At a 15% level of transfer efficiency, a non significant positive correlation was found between the annual primary production and cetacean production (r = 0.49; P>0.05). When using a 10% of transfer efficiency, a weak non significant correlation was found (r = 0.39; P=0.15, data no shown). When exploring data by group of cetaceans (suborders Mysticetes and Odontocetes), significant correlations were found between baleen whales (i.e. Mysticetes) and annual primary productivity (r = 0.82; P<0.05; Fig. 4), and between toothed whales (i.e. Odontocetes), including dolphins, and annual primary production (r = 0.95; P<0.0001; Fig. 5). This might be explained because of the different trophic levels for each species and different values of primary productivity for each marine habitat. This also suggests that the longer the marine food chain, the lower the amount of carbon and energy fixed in higher top trophic levels (i.e. O. orca). Using equation (3), the daily intake ranges from 2 fw km-2 d-1 for killer whales to 688 fw km-2 d-1 for bottlenose dolphins (Table 1). Galapagos sperm whales have a daily food intake of approximately 13 kg fw km-2 d-1, whereas the Bryde's whales have a daily food intake of 75 kg fw km-2 d-1. These outcomes indicate that abundant cetaceans in Galapagos water, including both small cetaceans (i.e. T. truncatus) and baleen whales (i.e. B. edeni), are the organisms consuming more resources. Calculating the sinking rate per day of beaks conforming part of the digested organic matter released by sperm whales, as reported by Smith (1992), the average sinking rates for small beaks is 3 x103 m d-1, and the sinking rate for the largest beaks is 4.3 x 103 m d-1, which might indicate that large beaks defecated by sperm whales reach the bottom in an ocean of average depth (= 3800 m) in less than one day (~0.88 d), and small beaks reach it in 1.29 d. Larger beaks tend to sink faster because of their lower surface to volume ratio (Smith & Whitehead 2000). The maximum sinking rate found for salps (2,700 m d-1) (Bruland & Silver 1981) are relatively similar to the average sinking rate of small squid beaks, as well as to the minimum sinking rate of sperm whale fecal matter. This last scenario could be explained in account of the volume in small beaks. Volume and mass of sperm whales fecal matter haven not yet been determined (Dr. Hal Whitehead, pers. comm.2).

DISCUSSION

This study was innovative in the sense that an effort to estimate cetacean production was conducted by relying on data regarding primary productivity, trophic levels and abundances of cetaceans. One of the major limitations rely on the scarcity of research concerning foraging and diet studies, trophic positions and population density of marine mammals around the Galapagos. However, data on mean abundances estimated from field observations and expeditions around the Galapagos reported elsewhere (Merlen 1995, 1999, Palacios & Salazar 2002, Palacios 2003) was used as the sample mean in this study. Very little is known on diet items or preys of Galapagos cetaceans, thus published data of a few species was collected (Merlen 1999, Smith & Whitehead 2002, Flinn et al. 2002). Conversely, when information on preys or trophic levels was not available, the data from Pauly et al. (1998) was used. The lack of an adjusted daily intake equation for baleen whales feeding and correction factors for seasonal foraging behavior (i.e. cetaceans that not feed year round around Galapagos) were limiting aspects that were not accounted in the analysis.

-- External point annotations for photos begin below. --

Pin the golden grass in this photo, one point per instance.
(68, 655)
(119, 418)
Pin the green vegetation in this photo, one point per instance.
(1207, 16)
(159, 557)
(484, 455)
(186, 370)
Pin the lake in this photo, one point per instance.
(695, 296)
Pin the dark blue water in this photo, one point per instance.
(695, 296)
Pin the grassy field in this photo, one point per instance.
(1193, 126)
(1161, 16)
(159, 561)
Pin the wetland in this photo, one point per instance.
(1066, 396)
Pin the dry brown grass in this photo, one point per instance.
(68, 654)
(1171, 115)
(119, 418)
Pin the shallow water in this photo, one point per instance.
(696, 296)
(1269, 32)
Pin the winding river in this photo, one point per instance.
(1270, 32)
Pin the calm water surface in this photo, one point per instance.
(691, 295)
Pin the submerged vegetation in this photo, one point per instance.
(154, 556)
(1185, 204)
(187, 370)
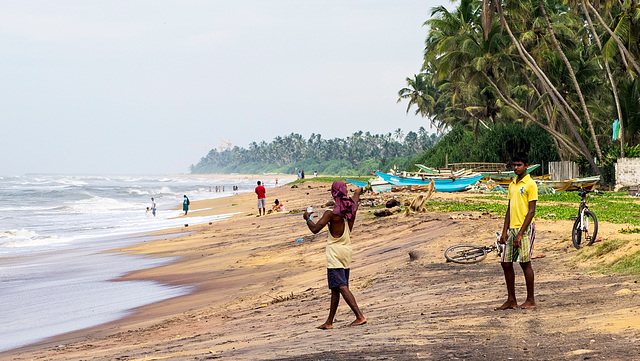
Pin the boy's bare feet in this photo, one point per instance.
(507, 306)
(528, 305)
(358, 322)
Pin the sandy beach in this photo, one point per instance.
(260, 293)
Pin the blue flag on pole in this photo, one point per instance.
(616, 130)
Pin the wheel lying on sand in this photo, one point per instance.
(465, 253)
(585, 235)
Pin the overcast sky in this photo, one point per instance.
(148, 87)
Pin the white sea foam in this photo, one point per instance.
(53, 229)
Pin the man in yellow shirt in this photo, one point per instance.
(519, 232)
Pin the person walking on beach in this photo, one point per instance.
(153, 206)
(519, 232)
(185, 204)
(261, 192)
(338, 251)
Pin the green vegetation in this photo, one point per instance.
(358, 154)
(626, 263)
(629, 230)
(554, 65)
(496, 145)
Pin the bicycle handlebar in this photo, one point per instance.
(583, 192)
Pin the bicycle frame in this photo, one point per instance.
(584, 221)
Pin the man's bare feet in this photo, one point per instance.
(507, 306)
(358, 322)
(528, 305)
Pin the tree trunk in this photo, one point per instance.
(574, 80)
(572, 148)
(615, 38)
(555, 95)
(614, 88)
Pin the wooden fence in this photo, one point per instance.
(563, 170)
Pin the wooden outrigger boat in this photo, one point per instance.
(557, 185)
(441, 184)
(586, 183)
(572, 184)
(504, 178)
(378, 185)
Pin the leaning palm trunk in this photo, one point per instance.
(615, 38)
(614, 88)
(557, 98)
(587, 116)
(559, 138)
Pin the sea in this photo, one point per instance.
(55, 276)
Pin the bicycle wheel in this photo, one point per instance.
(585, 234)
(465, 253)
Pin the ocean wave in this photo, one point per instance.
(151, 192)
(16, 238)
(95, 204)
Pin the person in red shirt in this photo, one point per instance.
(261, 192)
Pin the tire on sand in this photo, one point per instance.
(465, 253)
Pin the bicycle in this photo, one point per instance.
(468, 253)
(581, 233)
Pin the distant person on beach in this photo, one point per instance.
(338, 251)
(185, 204)
(261, 192)
(519, 232)
(277, 206)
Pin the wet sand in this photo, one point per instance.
(260, 293)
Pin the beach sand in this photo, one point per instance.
(260, 293)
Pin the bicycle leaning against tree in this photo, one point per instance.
(585, 227)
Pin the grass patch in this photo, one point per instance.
(611, 207)
(602, 249)
(628, 264)
(625, 264)
(629, 230)
(465, 205)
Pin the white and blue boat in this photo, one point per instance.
(442, 184)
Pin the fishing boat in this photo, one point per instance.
(586, 183)
(557, 185)
(441, 184)
(378, 185)
(572, 184)
(504, 178)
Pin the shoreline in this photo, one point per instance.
(260, 293)
(206, 208)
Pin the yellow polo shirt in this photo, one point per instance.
(520, 194)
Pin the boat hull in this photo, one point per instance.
(441, 184)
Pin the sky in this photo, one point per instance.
(149, 87)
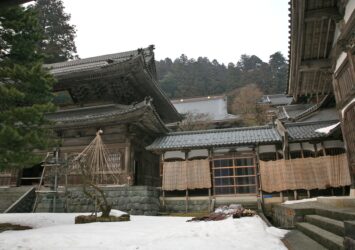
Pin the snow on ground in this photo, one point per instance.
(300, 201)
(58, 231)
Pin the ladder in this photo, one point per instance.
(51, 162)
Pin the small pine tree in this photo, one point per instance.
(24, 89)
(58, 44)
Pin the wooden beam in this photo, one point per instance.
(315, 65)
(324, 13)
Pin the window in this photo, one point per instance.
(114, 161)
(235, 175)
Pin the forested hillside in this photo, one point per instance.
(188, 77)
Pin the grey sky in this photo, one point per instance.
(221, 30)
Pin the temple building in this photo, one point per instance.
(117, 94)
(322, 62)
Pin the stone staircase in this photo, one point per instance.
(326, 226)
(9, 195)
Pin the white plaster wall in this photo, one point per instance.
(340, 60)
(349, 10)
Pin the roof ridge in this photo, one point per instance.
(309, 122)
(94, 59)
(220, 130)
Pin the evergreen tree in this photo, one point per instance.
(279, 69)
(24, 89)
(58, 45)
(191, 78)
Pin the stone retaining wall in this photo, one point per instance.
(177, 205)
(136, 200)
(24, 204)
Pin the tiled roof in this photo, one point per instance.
(109, 113)
(292, 111)
(277, 99)
(306, 130)
(216, 137)
(96, 62)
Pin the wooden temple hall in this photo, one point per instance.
(118, 94)
(308, 151)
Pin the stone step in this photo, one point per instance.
(331, 225)
(336, 214)
(325, 238)
(296, 240)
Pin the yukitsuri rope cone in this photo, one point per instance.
(94, 160)
(96, 167)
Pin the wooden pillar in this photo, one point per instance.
(187, 200)
(187, 187)
(257, 168)
(209, 201)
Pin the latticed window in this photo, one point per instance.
(349, 129)
(114, 159)
(344, 83)
(234, 176)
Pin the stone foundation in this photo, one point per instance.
(178, 204)
(136, 200)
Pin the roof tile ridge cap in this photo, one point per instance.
(82, 108)
(311, 109)
(222, 130)
(310, 122)
(91, 59)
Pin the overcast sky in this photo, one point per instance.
(217, 29)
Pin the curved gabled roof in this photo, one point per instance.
(216, 138)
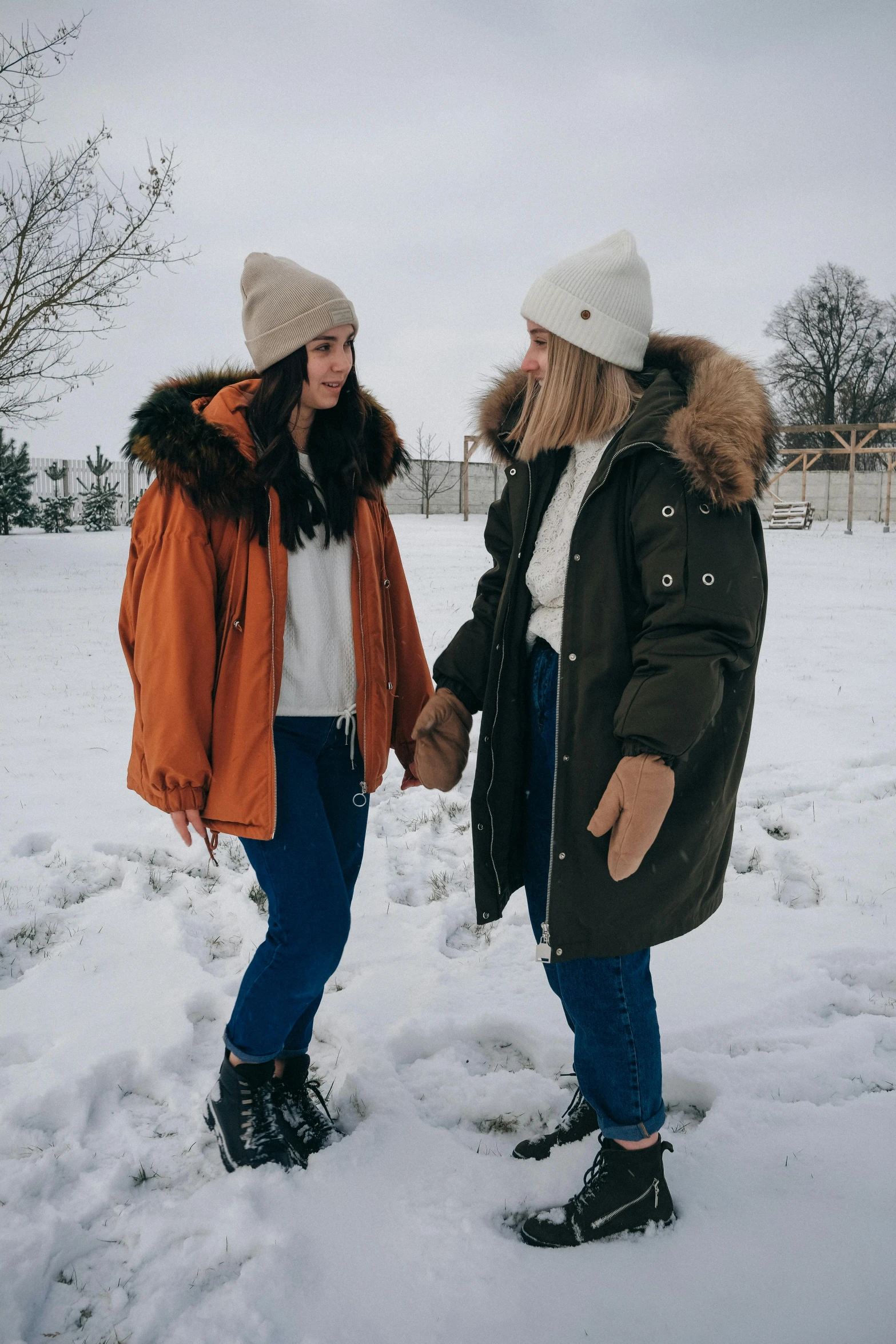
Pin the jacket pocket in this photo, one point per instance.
(391, 663)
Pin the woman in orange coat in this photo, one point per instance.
(276, 658)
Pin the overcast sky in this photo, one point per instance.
(435, 158)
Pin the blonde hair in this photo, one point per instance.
(582, 398)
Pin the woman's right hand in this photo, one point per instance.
(185, 820)
(443, 737)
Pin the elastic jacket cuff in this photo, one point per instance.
(183, 800)
(637, 746)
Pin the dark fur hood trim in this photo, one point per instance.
(191, 437)
(723, 436)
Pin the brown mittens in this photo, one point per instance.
(443, 735)
(635, 804)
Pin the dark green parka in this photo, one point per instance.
(663, 617)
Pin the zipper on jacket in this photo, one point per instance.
(543, 951)
(273, 650)
(360, 623)
(497, 695)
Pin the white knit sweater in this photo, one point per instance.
(547, 573)
(318, 640)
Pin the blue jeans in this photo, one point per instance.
(608, 1000)
(308, 871)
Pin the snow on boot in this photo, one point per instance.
(302, 1108)
(579, 1120)
(246, 1123)
(625, 1190)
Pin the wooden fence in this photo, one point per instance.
(127, 476)
(852, 448)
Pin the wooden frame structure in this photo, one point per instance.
(853, 447)
(469, 448)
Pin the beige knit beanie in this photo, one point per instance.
(285, 307)
(599, 300)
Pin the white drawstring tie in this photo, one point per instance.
(347, 721)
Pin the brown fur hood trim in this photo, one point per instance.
(191, 432)
(723, 436)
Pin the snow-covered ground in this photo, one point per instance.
(121, 953)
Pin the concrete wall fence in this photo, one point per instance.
(828, 491)
(825, 490)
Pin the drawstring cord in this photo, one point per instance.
(348, 722)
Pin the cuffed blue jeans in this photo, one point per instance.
(608, 1000)
(308, 873)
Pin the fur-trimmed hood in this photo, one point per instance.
(702, 402)
(191, 432)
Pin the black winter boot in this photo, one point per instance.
(302, 1108)
(579, 1120)
(625, 1190)
(246, 1123)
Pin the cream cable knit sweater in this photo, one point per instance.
(547, 573)
(318, 640)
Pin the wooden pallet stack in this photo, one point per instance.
(793, 516)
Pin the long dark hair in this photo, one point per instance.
(335, 450)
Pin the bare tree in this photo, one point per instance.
(836, 363)
(73, 242)
(22, 69)
(433, 472)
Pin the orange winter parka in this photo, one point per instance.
(205, 608)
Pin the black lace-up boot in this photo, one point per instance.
(242, 1112)
(302, 1109)
(579, 1120)
(625, 1190)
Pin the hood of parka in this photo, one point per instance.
(704, 405)
(193, 432)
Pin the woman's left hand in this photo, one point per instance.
(635, 804)
(185, 820)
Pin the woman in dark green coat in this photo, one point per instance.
(613, 652)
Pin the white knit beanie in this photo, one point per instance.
(598, 300)
(285, 307)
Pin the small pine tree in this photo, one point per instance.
(100, 503)
(17, 479)
(55, 510)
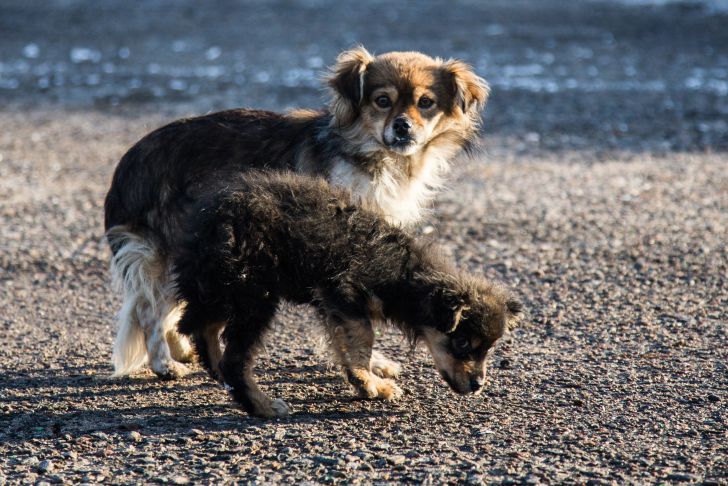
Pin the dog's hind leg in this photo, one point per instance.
(160, 358)
(242, 337)
(207, 345)
(179, 345)
(352, 342)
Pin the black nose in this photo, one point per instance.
(402, 126)
(477, 382)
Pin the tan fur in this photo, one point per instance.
(460, 372)
(352, 343)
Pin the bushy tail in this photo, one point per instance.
(138, 273)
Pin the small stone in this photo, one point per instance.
(327, 461)
(45, 466)
(682, 477)
(397, 459)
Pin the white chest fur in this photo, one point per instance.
(398, 192)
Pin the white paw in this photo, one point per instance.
(280, 408)
(384, 367)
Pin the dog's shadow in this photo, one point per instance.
(83, 401)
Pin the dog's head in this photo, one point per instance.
(465, 316)
(405, 100)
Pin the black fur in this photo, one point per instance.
(263, 238)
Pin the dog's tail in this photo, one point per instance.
(137, 272)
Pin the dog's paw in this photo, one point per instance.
(170, 370)
(180, 347)
(384, 367)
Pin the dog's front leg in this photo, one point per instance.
(352, 342)
(242, 339)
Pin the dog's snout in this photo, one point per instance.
(402, 127)
(476, 383)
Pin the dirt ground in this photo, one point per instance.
(601, 198)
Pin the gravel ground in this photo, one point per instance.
(602, 199)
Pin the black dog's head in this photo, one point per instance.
(463, 317)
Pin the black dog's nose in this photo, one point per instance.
(402, 127)
(476, 383)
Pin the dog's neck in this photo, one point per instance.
(400, 187)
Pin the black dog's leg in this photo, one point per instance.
(242, 338)
(207, 345)
(352, 340)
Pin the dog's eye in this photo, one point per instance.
(383, 101)
(425, 103)
(460, 344)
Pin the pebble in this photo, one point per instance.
(135, 436)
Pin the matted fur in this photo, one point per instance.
(161, 177)
(266, 238)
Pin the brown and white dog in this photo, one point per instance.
(393, 124)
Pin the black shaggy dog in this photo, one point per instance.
(266, 237)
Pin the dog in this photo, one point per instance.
(393, 124)
(264, 238)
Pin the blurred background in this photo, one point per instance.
(636, 74)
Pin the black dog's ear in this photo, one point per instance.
(470, 90)
(346, 83)
(514, 308)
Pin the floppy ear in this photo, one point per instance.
(514, 308)
(346, 83)
(470, 90)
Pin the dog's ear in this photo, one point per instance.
(346, 83)
(470, 90)
(514, 309)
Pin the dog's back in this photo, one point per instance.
(285, 232)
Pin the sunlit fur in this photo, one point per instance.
(265, 238)
(164, 174)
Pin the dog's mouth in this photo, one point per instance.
(402, 145)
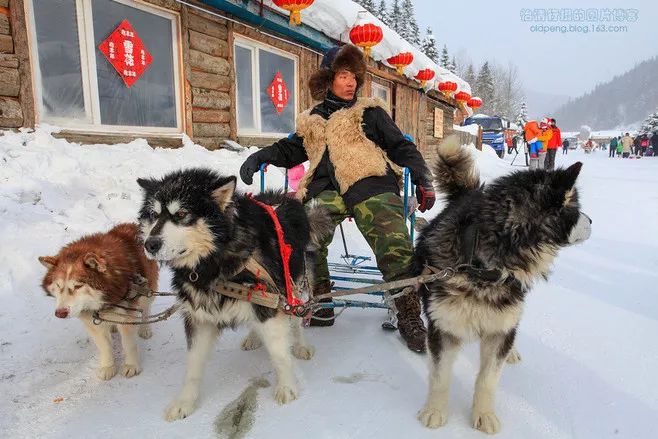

One of the major strengths was the use of primary production data, as input in the calculations, retrieved from several studies and oceanographic expeditions recently conducted around waters of the Galapagos Islands and the tropical southeastern Pacific, as documented elsewhere (Torres & Tapia 2002, Braun et al. 2005, Pennington et al. 2006). Most of the data has been documented by using values of chlorophyll α (Torres & Tapia 2002, Braun et al. 2005). However, estimates of annual primary production in units of grams of Carbon per square meter per year (gC m-2 yr-1), used for estimations of tertiary production, are scarce. Barber & Chavez (1991) reported a primary productivity mean value of 1096 milligrams of Carbon per square meter per day (mgC m-2 yr-1) for a zonal region of the Galapagos around the 90°-93°W, but estimates in an annual basis was not available. More recently, using the Vertical Generalized Productivity (VGP) model a more reliable estimate of 979 gC m-2 yr-1 for euphotic zone (0-100m) of the Galapagos has been provided (Pennington et al. 2006). Ship-collected chlorophyll for the surface (0-5m) and euphotic zone were 0.65 and 42 mg m-3, respectively (Pennington et al. 2006).

An important aspect was also the consideration of the population ecology and natural history of each cetacean species recorded in the Galapagos and used in this study. In this study, a major assumption was stated regarding the fact of regular oceanographic conditions, indicating that the negative effects or impacts of natural phenomena such as the El Niño or La Niña were neglected. Future studies should emphasize the inclusion of these natural phenomena when estimating tertiary production.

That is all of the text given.